Nuestro anfitrión literario era oriundo de Trieste, originalmente perteneciente a Eslovenia, y por ende, a lo que durante casi todo el siglo XX fue conocido como Yugoslavia, sin embargo, tras la Primera Guerra Mundial, esa porción territorial fue anexada por Italia, y durante la instauración del régimen fascista en la nación italiana, entre la década de los 20 y 30, se prohibió el uso de la lengua y todo aquello relacionado con la cultura eslovena, ocurriendo acciones como la quema de sus acervos culturales más importantes.
Ante tal animadversión y el intento de la recuperación del territorio, quienes apoyaban esas causas, eran enviados a ese campo de concentración, como fue el caso de Pahor, quien fue detenido en las calles de su ciudad natal. Posteriormente fue enviado a varios campos de concentración antes de su liberación. En esa parte de su narrativa, describe la manera en que se llevaban a cabo los traslados y lo ocurrido en ellos, como el asesinato de quienes intentaban fugarse en el trayecto o el amontonamiento y la falta de comida y agua vividos al interior de los vagones.
Este 27 de enero se conmemoró el Día Internacional de Conmemoración en Memoria de las Víctimas del Holocausto, en remembranza de la liberación del campo de Auschwitz por parte del ejército ruso, bajo el lema de Hogar y Pertenencia para subrayar la humanidad de las víctimas y sobrevivientes |de los sucesos, a quienes se les arrebató su hogar y su sentido de pertenencia.
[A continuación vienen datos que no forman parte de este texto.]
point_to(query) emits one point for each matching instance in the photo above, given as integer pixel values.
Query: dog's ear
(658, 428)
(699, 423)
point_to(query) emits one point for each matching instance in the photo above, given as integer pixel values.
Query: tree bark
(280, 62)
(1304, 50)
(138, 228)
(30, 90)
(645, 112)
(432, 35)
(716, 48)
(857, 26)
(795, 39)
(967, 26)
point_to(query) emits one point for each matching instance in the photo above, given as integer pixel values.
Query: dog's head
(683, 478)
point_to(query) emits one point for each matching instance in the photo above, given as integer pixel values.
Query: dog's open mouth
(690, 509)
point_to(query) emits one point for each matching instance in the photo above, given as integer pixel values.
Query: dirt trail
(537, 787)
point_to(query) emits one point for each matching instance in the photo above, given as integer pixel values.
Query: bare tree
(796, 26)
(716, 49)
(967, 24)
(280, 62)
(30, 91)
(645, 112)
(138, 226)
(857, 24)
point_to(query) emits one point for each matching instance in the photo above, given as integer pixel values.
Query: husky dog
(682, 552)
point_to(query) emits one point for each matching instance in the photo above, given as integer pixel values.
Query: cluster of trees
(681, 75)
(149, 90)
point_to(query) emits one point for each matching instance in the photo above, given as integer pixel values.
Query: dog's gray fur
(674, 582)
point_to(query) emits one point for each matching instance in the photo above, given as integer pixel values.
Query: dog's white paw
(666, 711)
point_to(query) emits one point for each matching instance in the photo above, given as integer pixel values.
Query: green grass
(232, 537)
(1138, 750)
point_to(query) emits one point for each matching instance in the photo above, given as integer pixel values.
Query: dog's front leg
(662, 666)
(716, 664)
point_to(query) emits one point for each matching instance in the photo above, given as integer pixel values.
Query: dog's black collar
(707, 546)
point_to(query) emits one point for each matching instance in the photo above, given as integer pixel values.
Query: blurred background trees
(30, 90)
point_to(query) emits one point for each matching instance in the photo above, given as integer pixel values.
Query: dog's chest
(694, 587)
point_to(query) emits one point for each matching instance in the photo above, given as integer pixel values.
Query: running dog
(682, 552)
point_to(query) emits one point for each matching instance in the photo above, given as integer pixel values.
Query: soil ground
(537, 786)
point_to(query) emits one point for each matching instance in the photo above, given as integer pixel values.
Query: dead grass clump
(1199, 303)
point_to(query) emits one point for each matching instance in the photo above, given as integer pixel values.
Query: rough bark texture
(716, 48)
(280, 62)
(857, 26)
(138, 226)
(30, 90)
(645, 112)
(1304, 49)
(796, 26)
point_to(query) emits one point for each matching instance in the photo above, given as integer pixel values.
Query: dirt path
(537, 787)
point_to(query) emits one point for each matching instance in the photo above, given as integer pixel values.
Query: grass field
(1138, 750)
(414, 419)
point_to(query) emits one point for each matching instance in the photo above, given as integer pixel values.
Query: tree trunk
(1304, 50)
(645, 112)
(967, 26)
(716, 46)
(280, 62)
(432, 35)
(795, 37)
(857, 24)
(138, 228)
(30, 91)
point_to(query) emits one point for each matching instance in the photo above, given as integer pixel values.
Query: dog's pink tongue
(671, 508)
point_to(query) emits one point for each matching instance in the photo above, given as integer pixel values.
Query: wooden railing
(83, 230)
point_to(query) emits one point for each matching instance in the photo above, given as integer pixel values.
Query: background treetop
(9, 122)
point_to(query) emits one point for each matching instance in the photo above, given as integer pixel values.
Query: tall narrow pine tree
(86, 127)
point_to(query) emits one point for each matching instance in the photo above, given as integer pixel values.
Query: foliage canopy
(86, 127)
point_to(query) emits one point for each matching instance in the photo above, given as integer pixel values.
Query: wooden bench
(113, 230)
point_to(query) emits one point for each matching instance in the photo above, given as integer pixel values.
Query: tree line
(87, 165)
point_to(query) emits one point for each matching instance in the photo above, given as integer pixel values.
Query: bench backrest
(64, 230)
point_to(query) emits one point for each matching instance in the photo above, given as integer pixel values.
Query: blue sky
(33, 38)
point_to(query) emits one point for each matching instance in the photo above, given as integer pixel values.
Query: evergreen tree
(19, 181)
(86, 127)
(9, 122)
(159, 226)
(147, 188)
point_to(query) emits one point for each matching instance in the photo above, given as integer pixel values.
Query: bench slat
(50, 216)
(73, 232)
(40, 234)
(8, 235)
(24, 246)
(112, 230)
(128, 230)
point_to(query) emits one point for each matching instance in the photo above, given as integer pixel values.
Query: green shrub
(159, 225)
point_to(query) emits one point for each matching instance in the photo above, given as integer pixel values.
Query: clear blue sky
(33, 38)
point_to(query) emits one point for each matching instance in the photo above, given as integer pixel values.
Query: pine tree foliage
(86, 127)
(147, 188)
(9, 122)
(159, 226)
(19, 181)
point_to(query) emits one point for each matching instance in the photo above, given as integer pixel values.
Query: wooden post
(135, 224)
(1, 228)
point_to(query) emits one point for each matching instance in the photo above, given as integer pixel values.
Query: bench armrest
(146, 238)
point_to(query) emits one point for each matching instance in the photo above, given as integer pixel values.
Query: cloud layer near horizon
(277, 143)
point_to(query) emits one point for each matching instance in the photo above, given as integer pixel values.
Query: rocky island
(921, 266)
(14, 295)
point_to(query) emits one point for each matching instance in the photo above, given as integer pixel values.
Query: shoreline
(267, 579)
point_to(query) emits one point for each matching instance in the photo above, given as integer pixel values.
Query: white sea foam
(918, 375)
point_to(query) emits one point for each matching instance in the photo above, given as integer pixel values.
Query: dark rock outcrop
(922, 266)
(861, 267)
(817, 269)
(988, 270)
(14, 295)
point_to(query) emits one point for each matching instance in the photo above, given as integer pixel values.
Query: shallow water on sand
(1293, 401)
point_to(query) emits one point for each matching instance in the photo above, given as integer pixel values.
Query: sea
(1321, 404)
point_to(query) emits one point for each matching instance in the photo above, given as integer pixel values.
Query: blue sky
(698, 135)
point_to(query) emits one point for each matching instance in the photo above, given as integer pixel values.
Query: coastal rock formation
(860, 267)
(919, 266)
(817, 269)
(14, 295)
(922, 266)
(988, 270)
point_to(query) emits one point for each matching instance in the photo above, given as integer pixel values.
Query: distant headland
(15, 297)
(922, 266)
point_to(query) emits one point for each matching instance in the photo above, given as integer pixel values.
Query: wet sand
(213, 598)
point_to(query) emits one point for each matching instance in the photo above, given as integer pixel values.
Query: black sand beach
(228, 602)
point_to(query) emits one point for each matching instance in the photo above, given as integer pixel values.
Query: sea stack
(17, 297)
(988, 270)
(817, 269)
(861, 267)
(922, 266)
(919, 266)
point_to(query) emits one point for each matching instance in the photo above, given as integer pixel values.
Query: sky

En el marco de la efeméride, se recuerda la obra de Pahor (“Necrópolis”) debido a su reciente muerte, en 2022, a los 108 años de edad, pero también por su vínculo con su lugar de origen, su cultura, sus tradiciones y su férrea defensa de las mismas, ya que, a través de sus escritos, visibilizó hechos ocurridos en una zona a la que no se le ha puesto tanta atención pero que también sufrió los embates de los discursos de odio y de la animadversión, aún no resarcibles hasta el día de hoy.
Como él mismo lo narra, a muchas personas eslovenas se les obligó a cambiar sus nombres y apellidos, dar la espalda a su identidad, para poder sobrevivir. Muchos otros miles no tuvieron la misma suerte. Cualquier indicio de memoria de aquellos lamentables sucesos representa una oportunidad para recordarnos como humanidad que no podemos caer en los prejuicios, los estigmas, los estereotipos, en esas negaciones de las, los y les otres, y más bien entender, que una de las mayores riquezas de las que gozamos como humanidad es la diversidad.